Basically, I want a highly available git server. Is this possible?
I have been reading GitHub’s blog on Spokes, their distributed system for Git. It’s a great idea except I can’t find where I can pull and self-host it from.
Any ideas on how I can run a distributed cluster of Git servers? I’d like to run it in 3+ VMs + a VPS in the cloud so if something dies I still have a git server running somewhere to pull from.
Thanks
I think I messed up my explanation again.
The load-balancer in front of my git servers doesn’t really matter. I can use whatever, really. What matters is: how do I make sure that when the client writes to a repo in one of the 5 servers, the changes are synced in real-time to the other 4 as well? Running rsync every 0.5 second doesn’t seem to be a viable solution
Why do you want 5 git servers instead of, say, 2? Are you after something more than high availability? Are you trying to run something like GitHub where some repos might have stupendous concurrent read traffic? What about update traffic?
What happens if the servers sometimes get out of sync for 0.5 sec or whatever, as long as each is in a consistent state at all times?
Anyway my first idea isn’t rsync, but rather, use update hooks to replicate pushes to the other servers, so the updates will still look atomic to clients. Alternatively, use a replicated file system under Ceph or the like, so you can quickly migrate failed servers. That’s a standard cloud hosting setup.
What real world workload do you have, that appeared suddenly enough that your devs couldn’t stay in top of it, and you find yourself seeking advice from us relatively clueless dweebs on Lemmy? It’s not a problem most git users deal with. Git is pretty fast and most users are ok with a single server and a backup.
Thanks for the comment. There’s no special use-case: it’ll just be me and a couple of friends using it anyway. But I would like to make it highly available. It doesn’t need to be 5 - 2 or 3 would be fine too but I don’t think the number would change the concept.
Ideally I’d want all servers to be updated in real-time, but it’s not necessary. I simply want to run it like so because I want to experience what the big cloud providers run for their distributed git services.
Thanks for the idea about update hooks, I’ll read more about it.

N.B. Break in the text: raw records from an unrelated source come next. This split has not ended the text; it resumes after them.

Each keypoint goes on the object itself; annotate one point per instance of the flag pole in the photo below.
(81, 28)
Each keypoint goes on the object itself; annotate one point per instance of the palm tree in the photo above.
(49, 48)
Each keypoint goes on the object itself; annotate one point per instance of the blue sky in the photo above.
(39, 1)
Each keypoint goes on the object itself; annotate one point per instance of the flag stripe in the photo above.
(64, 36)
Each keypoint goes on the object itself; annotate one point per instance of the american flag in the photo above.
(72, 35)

Well the other choice was Reddit so I decided to post here (Reddit flags my IP and doesn’t let me create an account easily). I might ask on a couple of other forums too.
Thanks
I see, fair enough. Replication is never instantaneous, so do you have definite bounds on how much latency you’ll accept? Do you really want independent git servers online? Most HA systems have a primary and a failover, so users only see one server. If you want to use Ceph, in practice all servers would be in the same DC. Is that ok?

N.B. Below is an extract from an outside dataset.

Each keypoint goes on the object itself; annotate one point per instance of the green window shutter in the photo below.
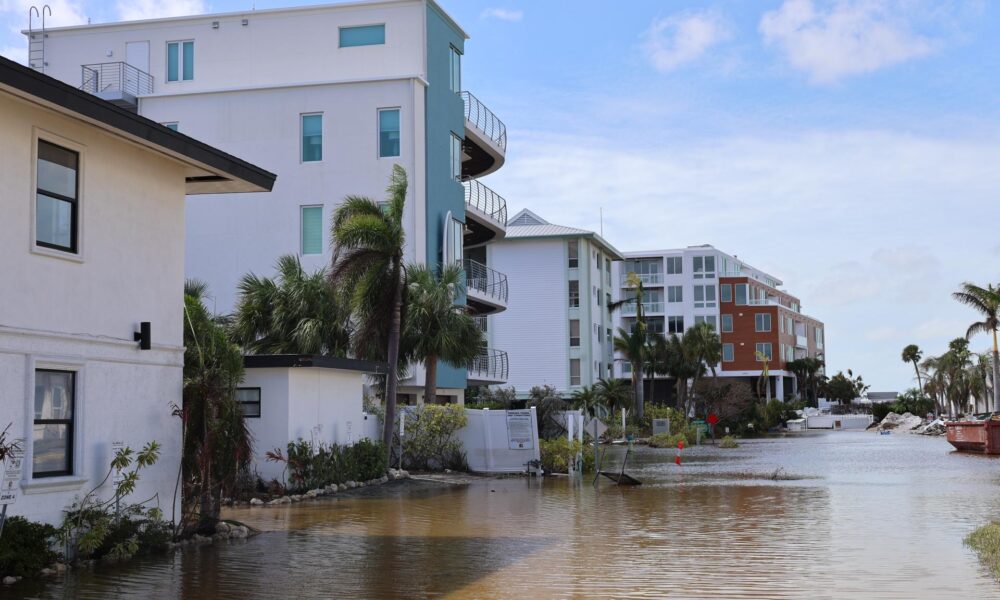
(312, 230)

I think I’d look in one of the many git books out there to see what they say about replication schemes. This sounds like something that must have been done before.
Well it’s a tougher question to answer when it’s an active-active config rather than a master slave config because the former would need minimum latency possible as requests are bounced all over the place. For the latter, I’ll probably set up to pull every 5 minutes, so 5 minutes of latency (assuming someone doesn’t try to push right when the master node is going down).

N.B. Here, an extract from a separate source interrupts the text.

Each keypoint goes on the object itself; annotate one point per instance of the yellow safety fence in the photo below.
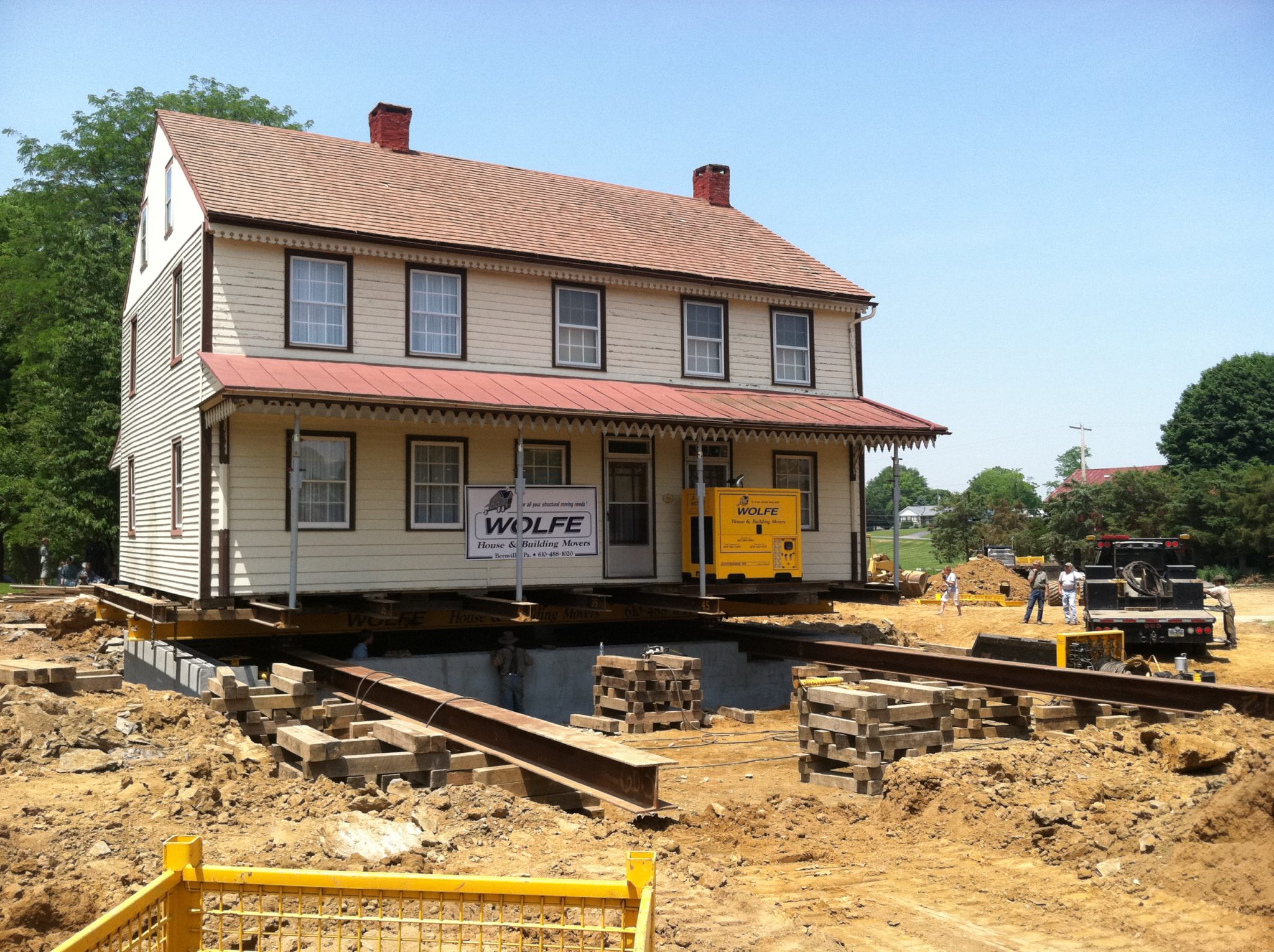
(193, 908)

I don’t think the likes of Github work on a master-slave configuration. They’re probably on the active-active side of things for performance. I’m surprised I couldn’t find anything on this from Codeberg though, you’d think they have already solved this problem and might have published something. Maybe I missed it.
I didn’t find anything in the official git book either, which one do you recommend?
Are you familiar with git hooks? See
https://git-scm.com/book/en/v2/Customizing-Git-Git-Hooks
Scroll to the part about server side hooks. The idea is to automatically propagate updates when you receive them. So git-level replication instead of rsync.